活動を休止していた身ですが、少しずつ執筆を再開していこうかと思います。
感想や読了報告等くださると筆者の励みになります故、何卒宜しくお願いいたします。
尚、今回の話では現在では差別的とされている言葉を使っております。
これらの使用は、決して差別を助長するために使っているわけではないということを、どうかご了承ください。
【イメージOP】
THE RiCECOOKERS - 波のゆくさき for SPEC【辛】
【イメージST】
得田真裕 - TBS系 金曜ドラマ「MIU404」オリジナル・サウンドトラック
颯太が因縁に決着をつけてから数日が経過した。
だがしかしこれと言って何かが変わることは無い。寧ろ前よりも穏やかになったような気がする。
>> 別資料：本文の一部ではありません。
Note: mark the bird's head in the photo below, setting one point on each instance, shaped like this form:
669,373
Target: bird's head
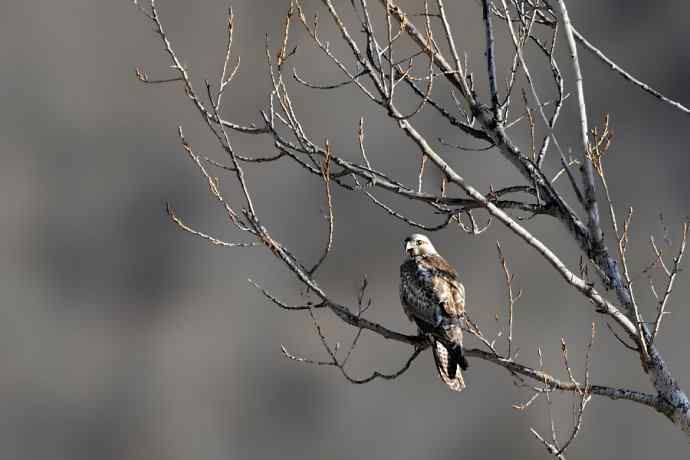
418,245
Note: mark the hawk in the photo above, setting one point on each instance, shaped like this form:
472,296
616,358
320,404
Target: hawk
433,297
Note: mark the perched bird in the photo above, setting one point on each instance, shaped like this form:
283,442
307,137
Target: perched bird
433,297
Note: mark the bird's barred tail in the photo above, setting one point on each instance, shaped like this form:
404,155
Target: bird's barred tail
450,364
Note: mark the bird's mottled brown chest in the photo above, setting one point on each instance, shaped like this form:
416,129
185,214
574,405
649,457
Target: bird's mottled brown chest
430,291
419,299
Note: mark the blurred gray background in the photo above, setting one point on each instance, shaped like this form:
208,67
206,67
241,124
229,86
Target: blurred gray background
124,338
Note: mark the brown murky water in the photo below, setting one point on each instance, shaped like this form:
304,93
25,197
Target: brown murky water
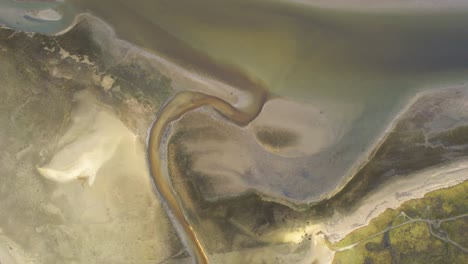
371,59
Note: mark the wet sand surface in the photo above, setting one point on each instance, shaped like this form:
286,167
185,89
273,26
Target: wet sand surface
329,59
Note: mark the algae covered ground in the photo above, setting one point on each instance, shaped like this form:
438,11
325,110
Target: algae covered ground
433,229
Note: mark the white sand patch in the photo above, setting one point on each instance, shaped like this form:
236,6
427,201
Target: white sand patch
45,14
393,194
89,143
316,127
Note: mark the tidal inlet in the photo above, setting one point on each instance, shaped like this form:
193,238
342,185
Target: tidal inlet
234,131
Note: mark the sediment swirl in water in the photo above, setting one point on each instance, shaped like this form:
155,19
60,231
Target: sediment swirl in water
174,109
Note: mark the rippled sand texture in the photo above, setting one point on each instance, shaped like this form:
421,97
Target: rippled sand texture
95,203
352,70
271,122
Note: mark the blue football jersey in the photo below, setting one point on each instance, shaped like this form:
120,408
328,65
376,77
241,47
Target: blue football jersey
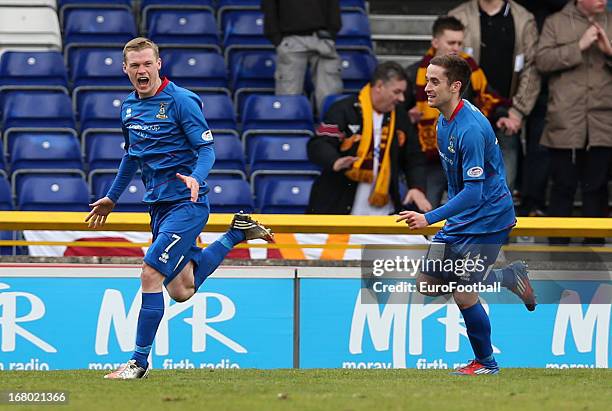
163,134
469,152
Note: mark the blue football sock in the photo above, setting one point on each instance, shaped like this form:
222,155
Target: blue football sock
209,258
505,276
479,332
151,313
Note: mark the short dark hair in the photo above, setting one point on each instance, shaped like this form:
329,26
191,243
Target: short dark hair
455,68
446,23
387,71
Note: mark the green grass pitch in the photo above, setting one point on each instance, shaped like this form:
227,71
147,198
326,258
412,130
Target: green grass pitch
336,389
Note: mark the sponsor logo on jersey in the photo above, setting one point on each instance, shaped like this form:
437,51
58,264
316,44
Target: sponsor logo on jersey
451,144
161,114
475,172
207,135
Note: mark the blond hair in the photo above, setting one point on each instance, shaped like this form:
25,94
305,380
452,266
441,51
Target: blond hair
138,44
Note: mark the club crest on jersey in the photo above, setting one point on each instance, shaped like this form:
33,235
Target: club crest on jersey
451,144
161,114
475,172
207,135
354,128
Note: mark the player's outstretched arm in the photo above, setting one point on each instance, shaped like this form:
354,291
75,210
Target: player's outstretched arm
414,220
99,212
192,184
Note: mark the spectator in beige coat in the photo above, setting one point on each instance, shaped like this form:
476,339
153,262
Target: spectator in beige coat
575,51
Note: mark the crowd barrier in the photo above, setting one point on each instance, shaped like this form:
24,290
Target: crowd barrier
83,316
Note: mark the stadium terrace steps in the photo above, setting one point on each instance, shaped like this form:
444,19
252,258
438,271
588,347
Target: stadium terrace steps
401,30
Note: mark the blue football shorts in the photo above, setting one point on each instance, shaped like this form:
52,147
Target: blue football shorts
175,228
463,258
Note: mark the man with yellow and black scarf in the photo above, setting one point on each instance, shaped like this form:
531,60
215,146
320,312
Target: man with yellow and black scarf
362,145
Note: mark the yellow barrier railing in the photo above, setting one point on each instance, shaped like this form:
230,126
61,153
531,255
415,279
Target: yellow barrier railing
332,224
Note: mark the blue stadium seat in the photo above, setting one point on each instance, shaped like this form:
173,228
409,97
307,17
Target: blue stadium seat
129,201
80,3
252,73
229,154
229,195
2,165
15,134
185,27
288,195
243,30
57,151
32,68
277,113
6,198
98,25
225,6
355,31
149,5
52,192
194,69
278,152
98,67
104,150
253,69
329,101
353,5
357,68
37,109
100,109
219,111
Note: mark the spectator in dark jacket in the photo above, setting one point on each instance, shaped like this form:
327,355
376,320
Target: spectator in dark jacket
304,33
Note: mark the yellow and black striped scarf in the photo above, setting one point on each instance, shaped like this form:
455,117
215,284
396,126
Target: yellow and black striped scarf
362,169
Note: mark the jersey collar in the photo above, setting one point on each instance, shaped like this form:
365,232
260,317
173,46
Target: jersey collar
165,82
459,107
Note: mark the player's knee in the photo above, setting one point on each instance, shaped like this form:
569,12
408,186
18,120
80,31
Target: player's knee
150,278
465,300
180,295
422,283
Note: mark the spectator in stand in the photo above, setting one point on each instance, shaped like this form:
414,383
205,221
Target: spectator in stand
576,53
502,36
304,33
536,163
363,144
448,34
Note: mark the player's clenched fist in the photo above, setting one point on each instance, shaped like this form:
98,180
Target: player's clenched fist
413,219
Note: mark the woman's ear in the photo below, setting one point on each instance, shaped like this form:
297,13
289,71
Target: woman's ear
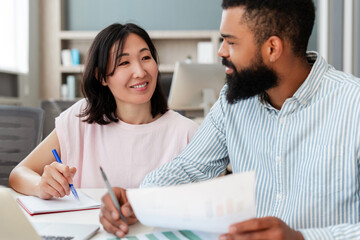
273,48
97,78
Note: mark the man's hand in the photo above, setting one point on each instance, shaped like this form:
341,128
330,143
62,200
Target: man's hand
261,228
109,216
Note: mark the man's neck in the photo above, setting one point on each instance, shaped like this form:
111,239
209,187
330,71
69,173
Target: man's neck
292,73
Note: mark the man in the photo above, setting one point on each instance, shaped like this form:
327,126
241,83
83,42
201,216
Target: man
285,114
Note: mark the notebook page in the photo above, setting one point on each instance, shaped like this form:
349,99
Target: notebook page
35,205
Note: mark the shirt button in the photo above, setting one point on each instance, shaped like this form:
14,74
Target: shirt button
282,120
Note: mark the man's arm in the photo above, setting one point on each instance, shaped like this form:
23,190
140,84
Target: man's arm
203,158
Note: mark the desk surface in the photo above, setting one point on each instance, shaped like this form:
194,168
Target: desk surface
85,217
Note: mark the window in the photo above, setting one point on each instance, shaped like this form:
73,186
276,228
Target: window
14,41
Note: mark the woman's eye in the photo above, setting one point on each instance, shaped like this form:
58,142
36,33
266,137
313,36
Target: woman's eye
123,63
146,58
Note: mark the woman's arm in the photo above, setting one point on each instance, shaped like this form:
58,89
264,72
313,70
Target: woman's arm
40,175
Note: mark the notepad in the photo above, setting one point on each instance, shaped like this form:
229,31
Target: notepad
34,205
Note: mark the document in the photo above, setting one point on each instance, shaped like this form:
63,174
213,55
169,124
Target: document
209,206
172,235
34,205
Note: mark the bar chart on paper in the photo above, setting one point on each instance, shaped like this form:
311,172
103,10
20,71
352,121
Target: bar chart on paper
172,235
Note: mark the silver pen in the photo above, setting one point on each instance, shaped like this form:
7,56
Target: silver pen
112,195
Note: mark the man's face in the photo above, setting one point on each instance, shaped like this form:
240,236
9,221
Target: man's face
246,73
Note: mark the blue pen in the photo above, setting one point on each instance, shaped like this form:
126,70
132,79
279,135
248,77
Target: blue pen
72,188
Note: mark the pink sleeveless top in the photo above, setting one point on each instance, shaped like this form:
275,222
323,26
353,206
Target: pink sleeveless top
126,152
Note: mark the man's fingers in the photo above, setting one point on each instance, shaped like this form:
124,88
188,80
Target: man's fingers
254,224
109,227
109,207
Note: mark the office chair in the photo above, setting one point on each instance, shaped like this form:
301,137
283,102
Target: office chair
20,133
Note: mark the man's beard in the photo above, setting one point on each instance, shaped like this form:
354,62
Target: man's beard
250,81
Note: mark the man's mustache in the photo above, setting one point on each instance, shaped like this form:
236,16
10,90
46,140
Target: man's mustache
227,63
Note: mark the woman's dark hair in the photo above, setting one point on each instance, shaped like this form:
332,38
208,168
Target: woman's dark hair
101,107
288,19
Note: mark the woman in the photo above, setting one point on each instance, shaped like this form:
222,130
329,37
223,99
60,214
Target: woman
122,125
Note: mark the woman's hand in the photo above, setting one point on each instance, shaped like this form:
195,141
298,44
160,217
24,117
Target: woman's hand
55,181
109,216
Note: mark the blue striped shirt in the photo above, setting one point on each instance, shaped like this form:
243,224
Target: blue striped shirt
306,156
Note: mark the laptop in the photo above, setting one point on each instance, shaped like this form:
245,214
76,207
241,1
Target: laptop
15,225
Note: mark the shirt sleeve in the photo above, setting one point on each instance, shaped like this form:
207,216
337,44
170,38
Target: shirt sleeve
205,157
336,232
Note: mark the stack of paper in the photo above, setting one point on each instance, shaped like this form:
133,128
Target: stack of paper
209,206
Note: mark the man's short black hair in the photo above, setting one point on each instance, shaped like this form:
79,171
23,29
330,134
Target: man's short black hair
291,20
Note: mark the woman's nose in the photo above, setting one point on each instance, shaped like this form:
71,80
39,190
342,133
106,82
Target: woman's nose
139,71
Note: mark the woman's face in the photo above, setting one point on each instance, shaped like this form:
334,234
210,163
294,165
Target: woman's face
134,79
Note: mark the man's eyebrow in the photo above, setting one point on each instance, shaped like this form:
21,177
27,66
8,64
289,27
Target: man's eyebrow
224,35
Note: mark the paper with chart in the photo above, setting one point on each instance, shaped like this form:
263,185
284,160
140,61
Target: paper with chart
209,206
171,235
34,205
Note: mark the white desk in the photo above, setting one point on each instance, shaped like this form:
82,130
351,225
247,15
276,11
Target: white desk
85,217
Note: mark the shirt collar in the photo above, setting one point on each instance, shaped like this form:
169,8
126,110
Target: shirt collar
311,84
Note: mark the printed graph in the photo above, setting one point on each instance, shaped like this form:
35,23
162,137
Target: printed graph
171,235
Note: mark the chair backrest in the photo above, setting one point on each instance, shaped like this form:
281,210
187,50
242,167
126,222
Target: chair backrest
20,133
52,109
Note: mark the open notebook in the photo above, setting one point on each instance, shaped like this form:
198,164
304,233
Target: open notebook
15,225
34,205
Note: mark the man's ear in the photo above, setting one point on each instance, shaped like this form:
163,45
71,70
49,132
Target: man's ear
272,49
97,77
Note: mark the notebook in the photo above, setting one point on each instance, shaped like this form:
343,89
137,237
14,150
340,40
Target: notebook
34,205
15,225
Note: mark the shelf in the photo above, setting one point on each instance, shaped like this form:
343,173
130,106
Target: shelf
72,69
192,34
それが颯太にとってはあまりにも不可思議で落ち着かない。誰かと戦う者が陥るのは、こんな状態なのだろう。
夜も深くなった中、颯太はパソコンを観ながら満と通話をしていた。
今回はどうやらビデオ通話は厳しいらしいので、スマートフォンで電話をかけるだけである。
「そう言えばさ」
『? どうした?』
「城島お前さ、りみの家で働いていた小宮さんと、連絡取ったことある?」
『え? 無いけど』
「ああ、そう」
右手を頬に被せて何かを考える颯太。
『しかし驚いたよな。まさか小宮さんがあんな事件を起こしただなんて』
「ああ。同感だよ」
『大丈夫か? その……色々と、メンタルは』
「大丈夫大丈夫。別に気にしていないし」
そうは言ったが、どうにも思っていないわけではない。
恋人が殺された。犯人と疑われて襲われた。そしていざ真犯人を見つけたと思ったら顔見知りだった。
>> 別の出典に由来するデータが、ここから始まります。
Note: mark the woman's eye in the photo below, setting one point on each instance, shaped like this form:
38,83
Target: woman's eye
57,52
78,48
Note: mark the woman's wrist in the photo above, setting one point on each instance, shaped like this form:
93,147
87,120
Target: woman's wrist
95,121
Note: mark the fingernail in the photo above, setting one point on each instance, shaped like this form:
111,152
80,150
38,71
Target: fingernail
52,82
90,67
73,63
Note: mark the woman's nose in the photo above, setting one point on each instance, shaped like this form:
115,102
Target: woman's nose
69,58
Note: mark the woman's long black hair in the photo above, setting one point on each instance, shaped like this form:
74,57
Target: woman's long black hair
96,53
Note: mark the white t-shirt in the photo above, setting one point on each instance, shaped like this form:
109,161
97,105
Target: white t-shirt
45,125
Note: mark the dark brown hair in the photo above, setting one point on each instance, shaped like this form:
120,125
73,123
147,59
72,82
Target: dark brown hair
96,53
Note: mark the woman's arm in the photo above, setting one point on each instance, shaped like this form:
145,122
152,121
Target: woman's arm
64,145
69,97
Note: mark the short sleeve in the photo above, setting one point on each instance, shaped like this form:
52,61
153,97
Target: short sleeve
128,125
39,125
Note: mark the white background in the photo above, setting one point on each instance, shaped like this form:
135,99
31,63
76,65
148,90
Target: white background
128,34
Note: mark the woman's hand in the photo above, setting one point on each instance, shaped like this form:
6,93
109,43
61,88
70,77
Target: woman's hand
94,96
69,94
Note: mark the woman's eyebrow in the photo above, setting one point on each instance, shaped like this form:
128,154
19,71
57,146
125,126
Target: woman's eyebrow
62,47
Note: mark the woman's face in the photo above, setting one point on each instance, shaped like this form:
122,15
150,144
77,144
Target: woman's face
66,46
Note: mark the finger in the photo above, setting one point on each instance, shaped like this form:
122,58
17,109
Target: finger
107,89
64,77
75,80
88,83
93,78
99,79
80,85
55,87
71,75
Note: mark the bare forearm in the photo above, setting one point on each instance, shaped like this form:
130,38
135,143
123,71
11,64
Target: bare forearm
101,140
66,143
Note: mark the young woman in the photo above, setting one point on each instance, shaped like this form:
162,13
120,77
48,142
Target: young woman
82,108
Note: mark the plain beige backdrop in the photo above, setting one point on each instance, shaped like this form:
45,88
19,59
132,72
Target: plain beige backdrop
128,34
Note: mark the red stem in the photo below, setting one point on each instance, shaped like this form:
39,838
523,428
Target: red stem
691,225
不幸中の幸いと言う言葉を人はよく使うが、不幸の中で見つけた物もまた不幸だった時、それを何と呼ぶのか颯太には分からなかった。
『何かして気紛らわしたらどうだ?』
「ああ。明後日出掛けて来るよ」
『そうか。因みに訊きたいんだけど、お前がぶらぶらしている時って佐藤さん何しているんだ?』
「さぁ? 別にお互い何処に行っても気にしないし」
所詮は一つ屋根の下で暮らしているだけの話だ。
いちいち気を遣っていたのでは疲弊してしまう。
そもそも、本人も勝手に出掛けるのに、自分だけが彼女の行先を把握してああだこうだ言うのは何だか変な話である。このチャラチャラとした男も、一応はまともな思考を持っていると言うわけだ。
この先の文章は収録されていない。